Denmark’s Museet for Søfart, the Maritime Museum of Denmark, sits in the shadow of historic Kronborg Castle—the home of Hamlet, Prince of Denmark, in Shakespeare’s brilliant tragedy—and is a must-see attraction for visitors to the country. Between the mid-15th and 19th centuries, Kronborg’s guns commanded the Øresund, the narrow shipping channel between Denmark and Sweden that connects the Baltic and North seas. The tolls collected for unmolested passages through the Sund explain the small kingdom’s wealth and enduring role as a great maritime power. That role continues to this day: Danish-flagged ships currently carry one-tenth of all oceangoing commerce, and a quarter of all trade with China is carried in Danish vessels.
Located in Helsingør, a distant suburb of Copenhagen, the century-old museum was rehoused in 2013 entirely below ground, around the margins of a handsomely repurposed and rebuilt ship-shaped dry dock just outside of the walls of this great Renaissance castle. The museum’s architects, Denmark’s Bjarke Ingels Group, have been widely praised for their bold design.
Both castle and museum are easily reached by frequent trains from the capital city’s center. A day spent visiting both is a European vacation highlight, as Kronborg is a UNESCO World Heritage Site.
The Museet for Søfart is rightly admired for its stunning architecture, but seven galleries of superb exhibits containing artifacts and art focused on the history of seafaring and maritime trade, and another that describes the world wars at sea as merchant mariners saw them, are equal to their setting.

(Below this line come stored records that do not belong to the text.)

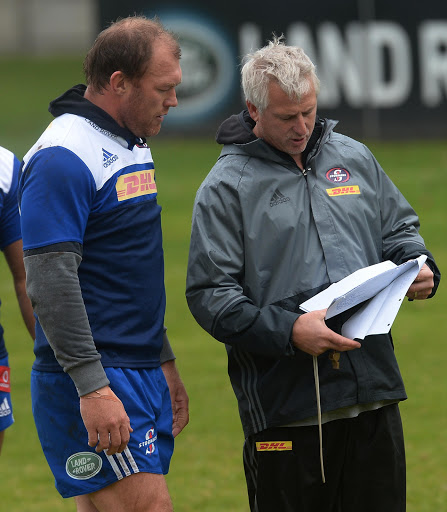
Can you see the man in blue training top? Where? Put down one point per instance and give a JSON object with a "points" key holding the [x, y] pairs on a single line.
{"points": [[11, 245], [95, 274]]}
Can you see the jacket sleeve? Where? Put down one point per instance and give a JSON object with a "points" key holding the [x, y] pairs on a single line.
{"points": [[215, 290], [401, 240]]}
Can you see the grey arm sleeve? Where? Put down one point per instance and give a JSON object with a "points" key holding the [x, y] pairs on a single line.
{"points": [[167, 353], [53, 287]]}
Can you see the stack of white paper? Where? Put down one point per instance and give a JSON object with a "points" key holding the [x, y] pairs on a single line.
{"points": [[383, 285]]}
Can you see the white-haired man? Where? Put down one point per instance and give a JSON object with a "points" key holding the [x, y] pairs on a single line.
{"points": [[289, 208]]}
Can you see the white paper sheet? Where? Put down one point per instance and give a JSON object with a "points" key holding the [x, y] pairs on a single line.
{"points": [[385, 284]]}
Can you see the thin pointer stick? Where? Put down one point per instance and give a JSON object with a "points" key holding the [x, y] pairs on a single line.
{"points": [[320, 431]]}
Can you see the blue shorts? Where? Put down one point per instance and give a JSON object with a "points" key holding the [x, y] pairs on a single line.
{"points": [[76, 467], [6, 417]]}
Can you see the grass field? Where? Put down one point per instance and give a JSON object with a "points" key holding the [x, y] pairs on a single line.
{"points": [[206, 472]]}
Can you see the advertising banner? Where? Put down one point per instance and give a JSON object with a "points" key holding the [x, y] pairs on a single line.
{"points": [[382, 65]]}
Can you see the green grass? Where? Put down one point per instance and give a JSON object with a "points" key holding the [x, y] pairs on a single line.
{"points": [[206, 470]]}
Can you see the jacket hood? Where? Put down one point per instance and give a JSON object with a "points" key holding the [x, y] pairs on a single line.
{"points": [[73, 102], [236, 133]]}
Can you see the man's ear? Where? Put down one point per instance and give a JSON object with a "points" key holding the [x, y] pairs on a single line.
{"points": [[253, 111], [119, 83]]}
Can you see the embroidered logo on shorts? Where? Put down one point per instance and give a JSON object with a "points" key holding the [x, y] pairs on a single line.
{"points": [[274, 446], [5, 379], [149, 441], [83, 465], [5, 410]]}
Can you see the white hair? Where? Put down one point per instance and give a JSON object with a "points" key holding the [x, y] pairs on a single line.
{"points": [[289, 66]]}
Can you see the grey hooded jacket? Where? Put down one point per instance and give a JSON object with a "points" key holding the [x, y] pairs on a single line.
{"points": [[266, 236]]}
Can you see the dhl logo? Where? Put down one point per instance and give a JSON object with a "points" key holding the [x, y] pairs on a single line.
{"points": [[274, 446], [343, 191], [136, 184]]}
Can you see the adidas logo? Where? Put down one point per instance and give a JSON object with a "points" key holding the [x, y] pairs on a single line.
{"points": [[278, 198], [5, 410], [108, 158]]}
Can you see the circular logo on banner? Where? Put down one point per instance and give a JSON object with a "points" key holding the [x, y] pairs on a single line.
{"points": [[208, 65], [338, 175]]}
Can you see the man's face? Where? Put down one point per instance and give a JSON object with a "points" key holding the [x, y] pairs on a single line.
{"points": [[147, 102], [286, 124]]}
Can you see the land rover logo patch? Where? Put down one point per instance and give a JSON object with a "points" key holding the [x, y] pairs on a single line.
{"points": [[83, 465]]}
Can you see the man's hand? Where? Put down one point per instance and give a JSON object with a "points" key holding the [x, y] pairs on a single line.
{"points": [[106, 421], [179, 397], [423, 284], [311, 335]]}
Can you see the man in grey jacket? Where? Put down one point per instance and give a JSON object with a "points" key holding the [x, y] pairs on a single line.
{"points": [[289, 208]]}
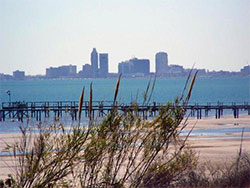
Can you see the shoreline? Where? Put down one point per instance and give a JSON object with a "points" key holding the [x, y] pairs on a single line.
{"points": [[219, 149]]}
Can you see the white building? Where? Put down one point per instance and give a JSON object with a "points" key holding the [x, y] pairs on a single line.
{"points": [[161, 63]]}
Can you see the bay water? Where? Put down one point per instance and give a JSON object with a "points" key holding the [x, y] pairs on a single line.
{"points": [[206, 90]]}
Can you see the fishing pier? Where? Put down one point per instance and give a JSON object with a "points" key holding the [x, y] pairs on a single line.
{"points": [[57, 109]]}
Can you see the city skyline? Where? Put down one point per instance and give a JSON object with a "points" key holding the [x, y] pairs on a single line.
{"points": [[39, 34], [134, 67]]}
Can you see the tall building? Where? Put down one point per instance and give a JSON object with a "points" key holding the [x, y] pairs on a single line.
{"points": [[134, 67], [161, 63], [103, 59], [94, 62], [19, 75], [62, 71]]}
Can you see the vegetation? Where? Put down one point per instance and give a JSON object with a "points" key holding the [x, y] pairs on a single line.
{"points": [[122, 150]]}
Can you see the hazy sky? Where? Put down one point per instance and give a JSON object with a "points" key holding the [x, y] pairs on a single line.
{"points": [[37, 34]]}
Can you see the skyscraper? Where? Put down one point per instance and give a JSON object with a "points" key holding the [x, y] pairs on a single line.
{"points": [[94, 62], [161, 63], [103, 59]]}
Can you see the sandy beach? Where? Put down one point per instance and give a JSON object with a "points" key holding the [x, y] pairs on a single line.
{"points": [[219, 148]]}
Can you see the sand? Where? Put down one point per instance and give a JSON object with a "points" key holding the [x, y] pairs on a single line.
{"points": [[218, 149]]}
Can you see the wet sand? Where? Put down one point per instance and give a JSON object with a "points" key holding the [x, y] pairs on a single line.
{"points": [[218, 149]]}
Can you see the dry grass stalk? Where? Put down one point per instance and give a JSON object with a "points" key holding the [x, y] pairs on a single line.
{"points": [[90, 101], [80, 105], [116, 89]]}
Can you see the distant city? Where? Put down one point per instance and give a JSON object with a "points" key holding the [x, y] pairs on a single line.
{"points": [[132, 68]]}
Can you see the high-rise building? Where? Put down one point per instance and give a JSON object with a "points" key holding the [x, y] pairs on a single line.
{"points": [[103, 59], [161, 63], [94, 62], [134, 67], [62, 71], [19, 75]]}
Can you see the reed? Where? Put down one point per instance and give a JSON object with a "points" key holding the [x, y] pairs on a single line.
{"points": [[80, 105], [116, 89], [122, 150], [90, 102]]}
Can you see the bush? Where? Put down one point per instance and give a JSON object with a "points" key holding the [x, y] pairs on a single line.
{"points": [[122, 150]]}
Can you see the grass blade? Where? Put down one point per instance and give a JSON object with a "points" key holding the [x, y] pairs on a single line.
{"points": [[80, 105], [90, 101], [117, 89]]}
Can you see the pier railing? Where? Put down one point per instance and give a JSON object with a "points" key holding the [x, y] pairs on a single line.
{"points": [[20, 110]]}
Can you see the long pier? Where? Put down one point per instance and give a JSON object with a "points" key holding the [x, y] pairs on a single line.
{"points": [[38, 110]]}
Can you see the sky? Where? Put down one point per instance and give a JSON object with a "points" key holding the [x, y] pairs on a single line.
{"points": [[37, 34]]}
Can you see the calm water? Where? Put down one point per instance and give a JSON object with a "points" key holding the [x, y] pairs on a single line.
{"points": [[205, 90]]}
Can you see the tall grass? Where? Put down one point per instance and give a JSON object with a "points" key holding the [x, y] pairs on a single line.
{"points": [[122, 150]]}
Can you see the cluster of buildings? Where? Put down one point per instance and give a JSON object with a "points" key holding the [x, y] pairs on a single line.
{"points": [[99, 68]]}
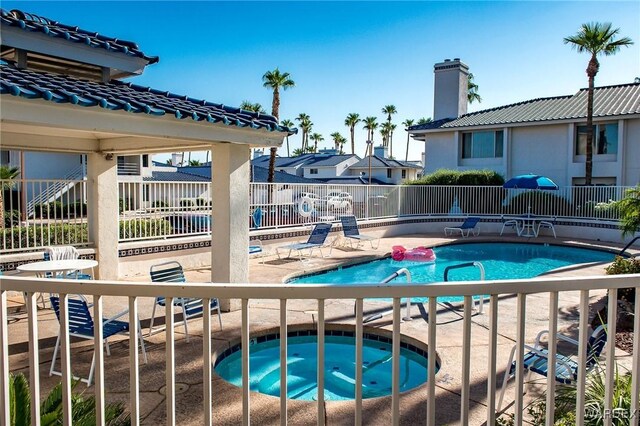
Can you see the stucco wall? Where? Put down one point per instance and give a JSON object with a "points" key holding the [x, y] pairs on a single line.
{"points": [[541, 150]]}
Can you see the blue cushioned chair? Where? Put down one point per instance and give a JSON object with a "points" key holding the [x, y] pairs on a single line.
{"points": [[536, 359], [171, 272], [317, 240], [81, 325], [352, 233], [469, 225]]}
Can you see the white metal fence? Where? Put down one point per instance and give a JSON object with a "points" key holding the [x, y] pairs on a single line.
{"points": [[158, 210], [321, 294]]}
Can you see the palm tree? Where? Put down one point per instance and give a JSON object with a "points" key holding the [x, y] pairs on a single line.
{"points": [[305, 124], [248, 106], [276, 80], [596, 39], [7, 177], [407, 123], [288, 124], [351, 121], [316, 137], [370, 125], [472, 91], [389, 110]]}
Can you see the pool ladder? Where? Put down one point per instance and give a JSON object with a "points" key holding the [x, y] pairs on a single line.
{"points": [[469, 265]]}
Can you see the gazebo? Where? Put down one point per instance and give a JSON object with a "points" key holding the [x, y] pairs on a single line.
{"points": [[62, 91]]}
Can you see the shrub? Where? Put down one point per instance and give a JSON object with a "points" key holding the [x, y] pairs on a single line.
{"points": [[139, 228], [462, 178], [11, 218], [38, 236]]}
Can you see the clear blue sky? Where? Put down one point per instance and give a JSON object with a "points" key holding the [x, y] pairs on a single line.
{"points": [[358, 56]]}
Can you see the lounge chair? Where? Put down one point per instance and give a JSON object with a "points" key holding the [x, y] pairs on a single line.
{"points": [[352, 233], [317, 240], [536, 359], [81, 325], [469, 225], [547, 224], [171, 272]]}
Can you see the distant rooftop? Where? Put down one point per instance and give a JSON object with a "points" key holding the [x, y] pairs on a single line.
{"points": [[609, 101]]}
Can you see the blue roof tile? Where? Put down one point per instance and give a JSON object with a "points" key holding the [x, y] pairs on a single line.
{"points": [[35, 23], [118, 95]]}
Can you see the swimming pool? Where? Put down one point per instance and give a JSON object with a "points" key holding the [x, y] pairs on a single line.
{"points": [[501, 261], [339, 366]]}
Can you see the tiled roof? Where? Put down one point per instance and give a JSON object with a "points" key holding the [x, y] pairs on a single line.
{"points": [[35, 23], [609, 101], [174, 177], [379, 162], [118, 95]]}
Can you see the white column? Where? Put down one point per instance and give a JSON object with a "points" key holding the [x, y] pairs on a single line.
{"points": [[230, 225], [102, 209]]}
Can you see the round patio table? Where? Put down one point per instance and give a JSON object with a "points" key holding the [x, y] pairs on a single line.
{"points": [[55, 266]]}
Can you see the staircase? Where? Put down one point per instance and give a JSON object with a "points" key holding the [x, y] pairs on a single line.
{"points": [[56, 189]]}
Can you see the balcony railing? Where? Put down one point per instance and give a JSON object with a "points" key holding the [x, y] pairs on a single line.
{"points": [[321, 294]]}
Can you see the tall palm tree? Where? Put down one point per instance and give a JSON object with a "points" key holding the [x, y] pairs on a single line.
{"points": [[596, 39], [337, 137], [7, 179], [305, 123], [351, 121], [389, 110], [276, 80], [472, 91], [370, 125], [407, 123], [316, 137], [288, 124], [248, 106]]}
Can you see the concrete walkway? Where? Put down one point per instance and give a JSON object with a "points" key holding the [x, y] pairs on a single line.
{"points": [[264, 316]]}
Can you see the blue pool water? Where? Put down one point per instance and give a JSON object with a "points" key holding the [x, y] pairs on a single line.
{"points": [[500, 260], [264, 365]]}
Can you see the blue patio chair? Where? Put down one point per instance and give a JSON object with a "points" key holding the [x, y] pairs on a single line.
{"points": [[352, 233], [536, 359], [171, 272], [81, 325], [317, 240], [469, 225]]}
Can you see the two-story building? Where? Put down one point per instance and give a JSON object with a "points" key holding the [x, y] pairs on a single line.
{"points": [[545, 136]]}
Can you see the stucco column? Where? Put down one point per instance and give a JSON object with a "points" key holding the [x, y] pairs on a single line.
{"points": [[230, 225], [102, 210]]}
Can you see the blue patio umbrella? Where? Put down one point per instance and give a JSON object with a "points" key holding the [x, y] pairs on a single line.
{"points": [[530, 181]]}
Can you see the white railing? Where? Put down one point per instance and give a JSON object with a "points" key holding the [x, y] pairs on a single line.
{"points": [[40, 212], [322, 293]]}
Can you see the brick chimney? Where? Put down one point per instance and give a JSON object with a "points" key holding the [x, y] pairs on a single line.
{"points": [[450, 89]]}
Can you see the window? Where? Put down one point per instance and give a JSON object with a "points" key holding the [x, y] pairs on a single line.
{"points": [[482, 144], [605, 139]]}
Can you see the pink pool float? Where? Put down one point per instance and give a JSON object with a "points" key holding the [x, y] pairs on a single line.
{"points": [[418, 254]]}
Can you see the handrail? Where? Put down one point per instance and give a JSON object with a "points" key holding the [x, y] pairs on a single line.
{"points": [[628, 245], [467, 265], [391, 277]]}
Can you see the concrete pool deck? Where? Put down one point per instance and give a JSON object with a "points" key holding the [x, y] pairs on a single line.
{"points": [[265, 315]]}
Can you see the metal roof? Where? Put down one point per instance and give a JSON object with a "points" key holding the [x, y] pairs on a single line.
{"points": [[129, 97], [609, 101], [380, 162], [34, 23]]}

The galleries are organized thematically rather than chronologically. The first, “Our Sailors,” describing the lure of the sea, is followed by galleries on life in port and afloat, on navigation and safety, showing beautiful ship models and nautical art (my favorite), on warfare, and finally on global trade in the 18th and 19th centuries and today. Danish- and English-language placards make understanding what you’re seeing easy. The Museet for Søfart boasts an archive and library for scholars and the usual gift shop, café, and facilities for all visitors.
Maritime Museum of Denmark
Ny Kronborgvej 1
(45) 4921 0685
January through June, open from 1100 to 1700. Closed Mondays.
July through August: 1000 to 1800.
September: Daily 1100 to 1700.
October through December: 1100 to 1700. Closed Mondays. Admission:
Find a 25 percent discount to the museum with your ticket to Kronborg Castle. Discounts also are applied when you show your ferry ticket from the Scandlines, Mols-Linien, or øresund runt lines.
$16.60 USD for adults; $13.60 for seniors and students. Children under 18 are free.